|
Le visita la Virgen; purificación
en Manresa
Una noche, se le apareció la Madre de
Dios, rodeada de luz y llevando en los brazos a Su Hijo. La visión
consoló profundamente a Ignacio. Al terminar la convalecencia,
hizo una peregrinación al santuario de Nuestra Señora
de Montserrat, donde determinó llevar vida de penitente.
Su propósito era llegar a Tierra Santa y para ello debía
embarcarse en Barcelona que está muy cerca de Montserrat.
La ciudad se encontraba cerrada por miedo a la peste que azotaba
la región. Así tuvo que esperar en el pueblecito de
Manresa, no lejos de Barcelona y a tres leguas de Montserrat. Se
hospedó ahí, unas veces en el convento de los dominicos
y otras en un hospicio de pobres. Para orar y hacer penitencia,
se retiraba a una cueva de los alrededores. Así vivió
durante casi un año.
"A fin de imitar a Cristo nuestro
Señor y asemejarme a El, de verdad, cada vez más;
quiero y escojo la pobreza con Cristo, pobre más que la riqueza;
las humillaciones con Cristo humillado, más que los honores,
y prefiero ser tenido por idiota y loco por Cristo, el primero que
ha pasado por tal, antes que como sabio y prudente en este mundo".
Se decidió a "escoger el Camino de Dios, en vez del
camino del mundo"...hasta lograr alcanzar su santidad.
A las consolaciones de los primeros tiempos
sucedió un período de aridez espiritual; ni la oración,
ni la penitencia conseguían ahuyentar la sensación
de vacío que encontraba en los sacramentos y la tristeza
que le abrumaba. A ello se añadía una violenta tempestad
de escrúpulos que le hacían creer que todo era pecado
y le llevaron al borde de la desesperación.
Finalmente, el santo salió de aquella
noche oscura y el más profundo gozo espiritual sucedió
a la tristeza. Aquella experiencia dio a Ignacio una habilidad singular
para ayudar a los escrupulosos y un gran discernimiento en materia
de dirección espiritual. Más tarde, confesó
al P. Laínez que, en una hora de oración en Manresa,
había aprendido más de lo que pudiesen haberle enseñado
todos los maestros en las universidades.
Tierra Santa
En febrero de 1523, Ignacio por fin
partió en peregrinación a Tierra Santa. Pidió
limosna en el camino, se embarcó en Barcelona, pasó
la Pascua en Roma, tomó otra nave en Venecia con rumbo a
Chipre y de ahí se trasladó a Jaffa. Del puerto, a
lomo de mula, se dirigió a Jerusalén, donde tenía
el firme propósito de establecerse. Pero, al fin de su peregrinación
por los Santos Lugares, el franciscano encargado de guardarlos le
ordenó que abandonase Palestina, temeroso de que los mahometanos,
enfurecidos por el proselitismo de Ignacio, le raptasen y pidiesen
rescate por él. Por lo tanto, el joven renunció a
su proyecto y obedeció, aunque no tenía la menor idea
de lo que iba a hacer al regresar a Europa.
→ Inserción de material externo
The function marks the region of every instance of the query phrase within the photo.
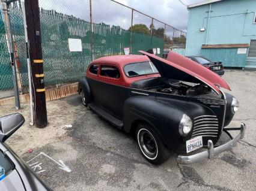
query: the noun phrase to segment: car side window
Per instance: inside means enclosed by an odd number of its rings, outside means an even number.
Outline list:
[[[93,74],[97,75],[97,74],[98,73],[98,69],[99,69],[98,65],[92,65],[89,68],[89,71]]]
[[[7,175],[14,168],[13,162],[0,151],[0,177]]]
[[[100,69],[100,75],[111,78],[119,78],[120,72],[117,67],[108,65],[102,65]]]

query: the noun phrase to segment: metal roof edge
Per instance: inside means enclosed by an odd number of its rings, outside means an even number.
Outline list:
[[[211,4],[211,3],[216,2],[218,1],[222,1],[222,0],[207,0],[207,1],[201,1],[195,4],[189,5],[187,5],[187,8],[193,8],[193,7],[204,5],[206,5],[206,4]]]

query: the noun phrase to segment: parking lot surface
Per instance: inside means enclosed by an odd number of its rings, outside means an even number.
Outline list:
[[[7,143],[55,190],[256,190],[256,71],[226,70],[224,78],[240,101],[229,126],[243,122],[247,129],[211,160],[178,165],[172,153],[153,165],[132,136],[87,110],[78,95],[48,102],[44,129],[29,126],[29,105],[22,105],[26,122]],[[0,107],[0,116],[15,111]]]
De nuevo en España donde es encarcelado
por la inquisición.
En 1524, llegó de nuevo a España,
donde se dedicó a estudiar, pues "pensaba que eso le
serviría para ayudar a las almas". Una piadosa dama
de Barcelona, llamada Isabel Roser, le asistió mientras estudiaba
la gramática latina en la escuela. Ignacio tenía entonces
treinta y tres años, y no es difícil imaginar lo penoso
que debe ser estudiar la gramática a esa edad. Sin embargo,
el santo hizo ciertos progresos en el estudio, aunque seguía
practicando las austeridades y dedicándose a la contemplación
y soportaba con paciencia y buen humor las burlas de sus compañeros
de escuela, que eran mucho más jóvenes que él.
Al cabo de dos años de estudios en Barcelona,
pasó a la Universidad de Alcalá. Como Ignacio carecía
de los estudios y la autoridad para enseñar, fue acusado
ante el vicario general del obispo, quien le tuvo prisionero durante
cuarenta y dos días, hasta que, finalmente, absolvió
de toda culpa a Ignacio y sus compañeros, pero les prohibió
llevar un hábito particular y enseñar durante los
tres años siguientes. Ignacio se trasladó entonces
con sus compañeros a Salamanca. Pero pronto fue nuevamente
acusado de introducir doctrinas peligrosas. Después de tres
semanas de prisión, los inquisidores le declararon inocente.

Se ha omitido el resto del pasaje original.